Prometheus Phase II is a hybrid program because it focuses on control, TUT (time under tension), isometrics, stability, and more. You can stick with the strength and hypertrophy focus or decide to add cardio days for leaner muscle mass. Each strength session can take anywhere from 45 minutes to 2 hours due to the focus on control, TUT, isometrics, and active recovery or rest between sets or rounds. How much time you invest will depend on the weight you have access to and how much time you can or want to spend on a workout.

All exercises for this day are listed further below under Split Workout Exercises.

Day 3 of the 4-Day Split

Prometheus Phase II is a kettlebell split program that focuses on 8 reps and 2 to 4 rounds with adaptation, shock, and 1 rep max weeks. But, let me tell you a secret. If you lift heavy weight, no matter the reps and rounds, you will get strong and bigger. Even if you work on endurance with weights you will get stronger and bigger, depending on where you start and how you program, of course. However, this program does not focus on endurance, unless you decide to include the optional cardio days in your program, and its main focus is to increase strength and muscle mass.

All exercises for this day are listed further below under Split Workout Exercises.

Day 4 of the 4-Day Split

If you’re looking for structure, want to learn how to perform kettlebell exercises correctly, want to have the workouts set out for you, or want to have the options to be able to progress with easier exercises then this program is for you.
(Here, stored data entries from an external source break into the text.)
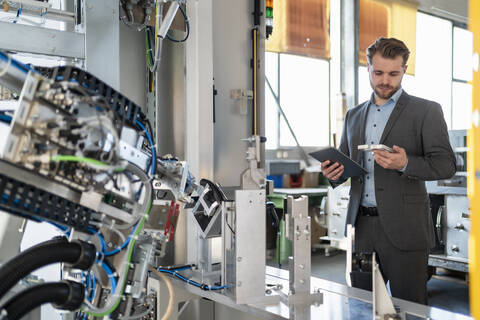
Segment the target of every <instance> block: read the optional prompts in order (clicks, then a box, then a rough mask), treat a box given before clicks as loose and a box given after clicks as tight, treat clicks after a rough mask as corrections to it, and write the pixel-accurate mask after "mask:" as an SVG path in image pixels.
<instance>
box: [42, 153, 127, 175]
mask: <svg viewBox="0 0 480 320" xmlns="http://www.w3.org/2000/svg"><path fill="white" fill-rule="evenodd" d="M50 161H54V162H61V161H65V162H83V163H90V164H93V165H96V166H99V167H108V164H106V163H104V162H101V161H99V160H97V159H93V158H87V157H78V156H70V155H58V156H52V157H50ZM123 170H124V169H123V168H115V169H113V171H115V172H120V171H123Z"/></svg>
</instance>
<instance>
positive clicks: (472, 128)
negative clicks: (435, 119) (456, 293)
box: [467, 0, 480, 319]
mask: <svg viewBox="0 0 480 320" xmlns="http://www.w3.org/2000/svg"><path fill="white" fill-rule="evenodd" d="M469 28H470V31H472V32H473V50H474V52H475V53H476V54H477V57H478V54H480V1H478V0H470V3H469ZM477 61H478V60H477ZM472 112H473V117H472V119H473V125H472V129H470V130H469V132H468V139H467V145H468V148H469V151H468V159H467V166H468V168H467V170H468V181H467V183H468V198H469V199H470V206H471V219H472V228H471V231H470V241H469V257H470V265H469V270H470V309H471V313H472V316H473V318H474V319H480V71H479V70H478V68H477V71H474V74H473V106H472Z"/></svg>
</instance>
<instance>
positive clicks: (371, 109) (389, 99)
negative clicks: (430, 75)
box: [360, 88, 405, 207]
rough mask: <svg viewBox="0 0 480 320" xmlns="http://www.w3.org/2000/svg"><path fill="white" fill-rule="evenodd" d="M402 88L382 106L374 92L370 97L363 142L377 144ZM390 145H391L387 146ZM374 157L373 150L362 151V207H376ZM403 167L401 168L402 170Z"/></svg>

But most of all, if you want to be able to see clear results, then you should start this program today.

All exercises for this day are listed further below under Split Workout Exercises.


Kettlebell Split Workout Exercises

This is a list of all the exercises that are included in the workouts.

Day 1: Shoulders and chest


  • Strict front press
  • Floor chest press
  • Overhead hold with step out
  • Swing high pull
  • Side press
  • Bottoms-up press
  • Jerk into slow eccentric down phase
  • Armbar


Day 2: Legs


  • Racked squat
  • Calf raise
  • Stiff-legged deadlift
  • Racked Curtsy lunge
  • Sumo deadlift
  • Racked in-place lunge


Day 3: Back and abs

Erector Spinae
Latissimus Dorsi

  • Bent-over narrow dead row
  • Crunch into sit-up
  • Bent-over hybrid to wide dead row
  • Side bend
  • Jefferson curl
  • Low Spiderman plank
  • Ribbons into twist


Day 4: Arms and upper back


  • Double-arm hammer curl
  • Skull crusher
  • Single-arm kneeling curl
  • Shrug
  • Triceps extension
  • Shrug and upright row

You can get more information on the exercises from our full list of all kettlebell exercises here or buy the full program here. The full program has alternatives and progressions so that anyone can start this program no matter what level they’re at.




What’s Included in the Full Split Program?

Everything you need for the program and workouts is contained in the book.

  • Exercise photos
  • Workouts
  • 4-day split
  • 6-day split (can also be used as a 3-day split)
  • 12-week cycle
  • Optional cardio days
  • Free downloadable and printable program schedules


If you purchase this as a package from the Cavemantraining website then it will include over 10 hours worth of video content that you can watch. You can just press play and work out along to the workout videos. If you’re interested in seeing the technique for the exercises, just watch the technique videos. If you want to make sure to avoid common mistakes or learn about alternatives and progressions, just watch the videos.

The video content includes:

  1. Introduction
  2. Warm-up technique
  3. Workout technique
  4. Common mistakes
  5. Alternatives and progressions
  6. Following along warm-up
  7. Prep work
  8. Follow-along workout
  9. Follow-along cooldown
  10. and optional cardio days

There are 4 strength days and 3 optional cardio workouts to choose from to include as a 5th, or even 5th and 6th day depending on your goals and condition.